In chapter eight of Lord of the Flies, by William Golding, Jack and his hunters sharpen a stick at both ends and place the dismembered, bloody head of a pig on it. Jack knows his hunters, like nearly all the boys on the island, have a fear of some nameless beast; he hopes to allay some of those fears by this act. He tells his hunters that they are leaving a sacrifice to appease the beast, though the reality is that the creature Simon sees as Lord of the Flies is really just a pig's head jammed onto a stick. Symbolically, the pig's head is much more than that.
Simon has a hiding place where he goes to be away from everyone, and he is there when the hunters erect the faux sacrifice right outside of his secret hideaway. We know that Simon has a tendency to faint, and through the course of his conversation with the Lord of the Flies we have indications that this dialogue is not real but conducted in Simon's head. At the end of the conversation Simon faints.

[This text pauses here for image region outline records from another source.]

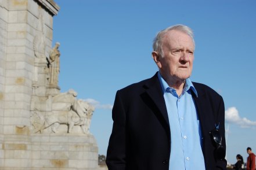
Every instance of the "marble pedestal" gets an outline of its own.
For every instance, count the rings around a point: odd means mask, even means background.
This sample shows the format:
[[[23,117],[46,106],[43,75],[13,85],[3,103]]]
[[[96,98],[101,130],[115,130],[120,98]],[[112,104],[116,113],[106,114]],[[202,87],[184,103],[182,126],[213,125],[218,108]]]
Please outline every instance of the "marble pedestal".
[[[98,146],[91,134],[35,134],[31,141],[31,169],[97,169]]]

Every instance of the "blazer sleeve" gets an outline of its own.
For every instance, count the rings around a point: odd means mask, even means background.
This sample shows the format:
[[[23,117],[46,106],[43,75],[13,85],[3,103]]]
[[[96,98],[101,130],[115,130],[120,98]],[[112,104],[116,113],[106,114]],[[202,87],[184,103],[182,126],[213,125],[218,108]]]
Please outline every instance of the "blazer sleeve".
[[[219,127],[219,132],[222,138],[222,144],[226,153],[226,140],[225,137],[225,107],[223,98],[221,97],[218,112],[218,121],[221,125]],[[217,161],[217,167],[218,169],[226,169],[226,160],[225,159],[218,160]]]
[[[112,110],[113,125],[106,162],[109,170],[125,169],[126,116],[120,91],[117,91]]]

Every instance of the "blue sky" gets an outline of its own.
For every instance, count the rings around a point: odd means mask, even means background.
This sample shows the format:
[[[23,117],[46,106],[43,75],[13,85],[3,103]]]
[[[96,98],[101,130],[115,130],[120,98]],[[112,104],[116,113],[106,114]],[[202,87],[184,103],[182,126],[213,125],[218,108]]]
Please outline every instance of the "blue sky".
[[[53,19],[53,46],[60,43],[59,86],[93,101],[91,131],[106,153],[116,91],[152,77],[157,32],[177,24],[192,28],[196,42],[191,79],[223,98],[227,159],[256,153],[256,1],[67,1]]]

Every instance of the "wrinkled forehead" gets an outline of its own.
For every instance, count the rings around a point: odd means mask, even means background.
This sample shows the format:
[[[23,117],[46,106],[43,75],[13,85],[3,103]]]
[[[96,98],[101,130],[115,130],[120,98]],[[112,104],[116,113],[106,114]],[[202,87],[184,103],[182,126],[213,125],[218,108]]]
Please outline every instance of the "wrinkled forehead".
[[[187,34],[180,31],[169,31],[163,35],[163,45],[177,47],[186,46],[193,50],[194,45],[192,38]]]

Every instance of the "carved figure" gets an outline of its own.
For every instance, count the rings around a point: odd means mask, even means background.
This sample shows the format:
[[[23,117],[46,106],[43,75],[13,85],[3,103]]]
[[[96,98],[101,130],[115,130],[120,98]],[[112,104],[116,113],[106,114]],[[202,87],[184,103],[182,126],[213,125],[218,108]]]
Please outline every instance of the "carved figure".
[[[32,124],[35,133],[42,133],[42,130],[51,128],[54,133],[57,132],[60,124],[68,126],[67,133],[72,132],[74,125],[81,127],[84,134],[88,134],[91,119],[94,108],[82,99],[75,100],[71,106],[66,105],[66,110],[52,111],[46,113],[44,117],[35,113],[33,116]]]
[[[59,73],[60,72],[60,53],[59,42],[55,43],[55,46],[50,51],[50,85],[58,85]]]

The Lord of the Flies tries to intimidate and threaten Simon; he calls Simon "just an ignorant, silly little boy" and mocks Simon for thinking the beast is "something you could hunt and kill!" Golding uses this symbolic beast, the Lord of the Flies, to reveal the truth to Simon: they, the boys, are the beast. The Lord of the Flies says,
“You knew, didn’t you? I’m part of you? Close, close, close! I’m the reason why it’s no go? Why things are what they are?”
Before Simon faints, the Lord of the Flies warns Simon that he is not wanted on this island (because Simon represents the soul and spirit of man) and predicts that "Jack and Roger and Maurice and Robert and Bill and Piggy and Ralph" will kill him. And they do.